A/B testing is a common application of hypothesis testing and p-values in product development. Consider an online educational platform testing two different layouts for their course page.

import numpy as np
from scipy import stats

# Simulate click-through rates for two layouts
np.random.seed(42)
layout_a = np.random.binomial(1, 0.12, 1000)  # 12% CTR
layout_b = np.random.binomial(1, 0.15, 1000)  # 15% CTR

# Perform chi-square test
contingency_table = np.array([[sum(layout_a), len(layout_a) - sum(layout_a)],
                              [sum(layout_b), len(layout_b) - sum(layout_b)]])
chi2, p_value, _, _ = stats.chi2_contingency(contingency_table)

print(f"Chi-square statistic: {chi2:.4f}")
print(f"p-value: {p_value:.4f}")
print(f"Layout A CTR: {sum(layout_a)/len(layout_a):.4f}")
print(f"Layout B CTR: {sum(layout_b)/len(layout_b):.4f}")

Slide 13: Real-Life Example: Environmental Science

Researchers studying the impact of a new waste management system on local air quality can use p-values to determine if there's a significant difference in pollution levels before and after implementation.

import numpy as np
from scipy import stats

# Simulate air quality index (AQI) before and after implementation
np.random.seed(42)
aqi_before = np.random.normal(100, 15, 50)  # Mean AQI of 100
aqi_after = np.random.normal(90, 15, 50)   # Mean AQI of 90

# Perform paired t-test
t_statistic, p_value = stats.ttest_rel(aqi_before, aqi_after)

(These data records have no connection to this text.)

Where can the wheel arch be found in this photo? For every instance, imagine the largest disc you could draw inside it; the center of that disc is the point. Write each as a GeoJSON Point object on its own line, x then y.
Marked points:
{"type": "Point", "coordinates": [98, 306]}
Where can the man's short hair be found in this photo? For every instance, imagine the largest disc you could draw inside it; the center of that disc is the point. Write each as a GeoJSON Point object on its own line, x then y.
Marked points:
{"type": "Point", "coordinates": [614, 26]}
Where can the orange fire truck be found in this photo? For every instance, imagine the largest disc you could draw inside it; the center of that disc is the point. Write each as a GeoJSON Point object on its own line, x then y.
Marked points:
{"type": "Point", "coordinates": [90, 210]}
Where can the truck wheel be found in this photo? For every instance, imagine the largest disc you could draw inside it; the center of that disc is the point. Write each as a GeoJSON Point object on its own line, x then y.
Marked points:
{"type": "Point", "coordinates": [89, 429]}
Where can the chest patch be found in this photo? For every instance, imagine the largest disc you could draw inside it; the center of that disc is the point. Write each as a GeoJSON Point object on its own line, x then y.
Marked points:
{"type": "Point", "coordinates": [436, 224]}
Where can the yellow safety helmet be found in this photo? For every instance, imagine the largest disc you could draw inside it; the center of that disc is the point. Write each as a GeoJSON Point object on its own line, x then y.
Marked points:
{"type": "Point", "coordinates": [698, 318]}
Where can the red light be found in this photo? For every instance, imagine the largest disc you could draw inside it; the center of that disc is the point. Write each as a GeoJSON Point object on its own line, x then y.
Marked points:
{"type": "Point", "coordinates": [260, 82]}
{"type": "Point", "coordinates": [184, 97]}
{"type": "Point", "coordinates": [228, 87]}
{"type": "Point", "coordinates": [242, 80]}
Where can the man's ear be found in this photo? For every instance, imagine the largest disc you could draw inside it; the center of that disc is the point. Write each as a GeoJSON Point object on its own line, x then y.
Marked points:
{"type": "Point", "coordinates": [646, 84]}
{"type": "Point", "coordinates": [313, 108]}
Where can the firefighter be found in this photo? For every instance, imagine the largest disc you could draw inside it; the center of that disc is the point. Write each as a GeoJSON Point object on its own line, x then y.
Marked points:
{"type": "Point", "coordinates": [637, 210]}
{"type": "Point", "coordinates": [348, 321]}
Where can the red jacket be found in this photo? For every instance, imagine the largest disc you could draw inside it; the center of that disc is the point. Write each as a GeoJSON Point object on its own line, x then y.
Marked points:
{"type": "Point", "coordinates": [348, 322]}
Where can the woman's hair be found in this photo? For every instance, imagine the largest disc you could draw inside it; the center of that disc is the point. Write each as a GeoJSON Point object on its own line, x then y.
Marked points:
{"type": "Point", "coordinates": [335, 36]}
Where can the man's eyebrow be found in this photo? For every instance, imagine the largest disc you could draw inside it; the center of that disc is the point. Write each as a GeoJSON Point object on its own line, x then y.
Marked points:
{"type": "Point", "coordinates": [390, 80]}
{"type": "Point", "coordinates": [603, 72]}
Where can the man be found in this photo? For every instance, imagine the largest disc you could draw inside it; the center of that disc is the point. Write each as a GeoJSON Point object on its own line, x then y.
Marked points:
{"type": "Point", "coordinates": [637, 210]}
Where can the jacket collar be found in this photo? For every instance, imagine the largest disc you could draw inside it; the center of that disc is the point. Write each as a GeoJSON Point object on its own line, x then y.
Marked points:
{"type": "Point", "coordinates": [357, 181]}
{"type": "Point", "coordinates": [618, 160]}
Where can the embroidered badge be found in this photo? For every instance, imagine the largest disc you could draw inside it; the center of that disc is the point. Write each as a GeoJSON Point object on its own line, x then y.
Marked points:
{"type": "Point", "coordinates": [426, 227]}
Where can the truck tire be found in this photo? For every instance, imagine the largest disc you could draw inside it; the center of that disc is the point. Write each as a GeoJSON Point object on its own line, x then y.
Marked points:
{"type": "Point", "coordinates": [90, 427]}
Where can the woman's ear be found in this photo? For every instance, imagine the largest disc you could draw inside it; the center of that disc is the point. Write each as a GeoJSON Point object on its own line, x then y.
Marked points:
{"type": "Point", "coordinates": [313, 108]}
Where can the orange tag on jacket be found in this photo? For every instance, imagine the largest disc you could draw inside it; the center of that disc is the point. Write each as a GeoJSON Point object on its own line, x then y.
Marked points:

print(f"T-statistic: {t_statistic:.4f}")
print(f"p-value: {p_value:.4f}")
print(f"Mean AQI before: {np.mean(aqi_before):.2f}")
print(f"Mean AQI after: {np.mean(aqi_after):.2f}")

Slide 14: Additional Resources

For those interested in deepening their understanding of p-values and statistical inference, the following resources are recommended:

  1. Wasserstein, R. L., & Lazar, N. A. (2016). The ASA Statement on p-Values: Context, Process, and Purpose. The American Statistician, 70(2), 129-133. ArXiv: https://arxiv.org/abs/1603.00505
  2. Greenland, S., et al. (2016). Statistical tests, P values, confidence intervals, and power: a guide to misinterpretations. European Journal of Epidemiology, 31(4), 337-350. ArXiv: https://arxiv.org/abs/1603.07532
  3. Ioannidis, J. P. A. (2005). Why Most Published Research Findings Are False. PLoS Medicine, 2(8), e124. ArXiv: https://arxiv.org/abs/1301.3718

These papers provide in-depth discussions on the proper interpretation and use of p-values in scientific research.